When an almost universally disliked owner is forced to sell a sports franchise, most of us assume the disappointment they must feel is assuaged by the billions of dollars that will rattle into their bank accounts.
Indeed, Dan Snyder can now buy his own fledgling football league and run it into the ground if he so chooses. He can buy his own island on which he can sign aging stars like the Saudi professional soccer league and force them to play for his own amusement. He can buy every newspaper that ever wrote a bad word about him and have them burned in a monstrous firepit on one of his palatial estates. Presumably, he could buy this very website and have this column erased from cyberspace (so be sure to take a screenshot!).
But for Commanders fans looking for their pound of flesh Thursday, on a day when Snyder was reported by Sportico and ESPN to be finalizing a sale of the franchise to a group led by 76ers co-owner Josh Harris and Magic Johnson, among others, they can take solace in the fact that Snyder cannot buy enough disinformation to mask the fact he led a proud franchise into the ground, and someone else will be there to save it.
He cannot buy a buffer from your celebratory mindset. He cannot buy a way to stop you from shotgunning 15 beers in your John Riggins jersey and hollering on Instagram about how this is one of the greatest days in the franchise’s history. He cannot buy a spot in the Hall of Fame, which is reserved for the kind of owners who care enough about their brand, their team and their city not to let the place rust like an old wheelbarrow.
As we saw in Queens, when Steve Cohen bought the disheveled Mets and began running the team like his own personal fantasyland, the fan response was a dagger enough. Fans embraced a renewed love of something that had become unrecognizable. They showed up in droves, singing as their well-paid closer ran to the mound or their top-of-the-market shortstop turned a double play. Billions of dollars cannot shield someone from the obvious.
And so, enjoy this day, Commanders fans. Enjoy the weight lifted off your shoulders. Enjoy a fresh start. Enjoy saying goodbye. If you are still there, if you are still planning to roll into that run-down old stadium each Sunday to watch football’s equivalent of a straight-to-DVD movie, you earned this.
I think there is something in all of us that is legacy minded, and certainly Snyder deserves credit for his business acumen before the purchase of the football team in Washington. He claims to have made seven figures while still working out of his parents’ house. He doesn’t have a college degree. He bought a club and a stadium for $800 million and will reportedly sell it for just over $6 billion. In most of the circles he travels in, that will amount to a lifetime of knowing winks and nods at the next vintage wine auction.

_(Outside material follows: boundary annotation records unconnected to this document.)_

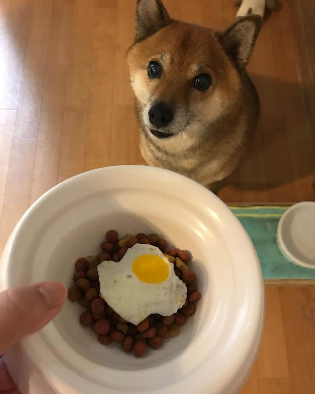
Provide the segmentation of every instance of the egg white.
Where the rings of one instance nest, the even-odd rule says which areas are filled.
[[[146,283],[133,272],[134,260],[145,254],[158,256],[168,265],[169,275],[164,282]],[[101,296],[118,314],[134,324],[152,313],[169,316],[186,301],[186,285],[175,275],[173,264],[155,246],[137,243],[119,262],[103,261],[97,269]]]

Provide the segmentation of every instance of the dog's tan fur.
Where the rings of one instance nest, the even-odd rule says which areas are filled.
[[[256,126],[258,97],[244,67],[260,19],[245,17],[221,33],[171,20],[160,0],[138,0],[137,7],[136,40],[128,61],[142,154],[151,165],[211,188],[237,167]],[[148,77],[152,60],[163,67],[159,79]],[[204,72],[212,84],[200,91],[191,81]],[[174,136],[159,139],[149,131],[146,114],[157,101],[175,110],[168,128]]]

However, he will now miss the chance to rectify his mistakes, to become the owner the NFL was slowly forcing him to become through one lawsuit and congressional investigation after the next. Only begrudgingly did he ever care. Only in the grip of a complete and total political headlock did he finally start to clean up the toxic spill. Only on the brink of complete and total failure did he realize that something had to change. Hatred from employees. Hatred from season-ticket holders. Hatred from players. Allegedly, hatred from fellow owners. That will be cemented in his Wikipedia biography under “Professional Sports Ownership” forever.
We have to grasp onto those little victories because, as fans of sports teams, we have to realize how under the thumb and powerless we really are. There are meetings taking place in every facility, in every market, about better ways to trick us, to gouge us, to drive us to the absolute point of financial lunacy supporting a team and then, once we’re distracted again, snap us with one more surcharge. That doesn’t even begin to describe the wanton mismanagement that takes place impacting the actual product on the field. The owners who won’t pay anyone. The owners who won’t fix the seats under our butts. The owners who show up at the last minute before draft time and force our teams to draft a unicycling clown as a quarterback instead of the piece that would actually fix the gaping holes in the roster. How many of these tropes are Commanders fans intimately familiar with?
Hopefully, for the sake of Commanders fans, those days are over (hopefully they won’t even have to be called the Commanders any longer). They always say to dance like no one is watching. But in this case, dance like Snyder is. It’s your only recourse, and it may be more powerful than you think.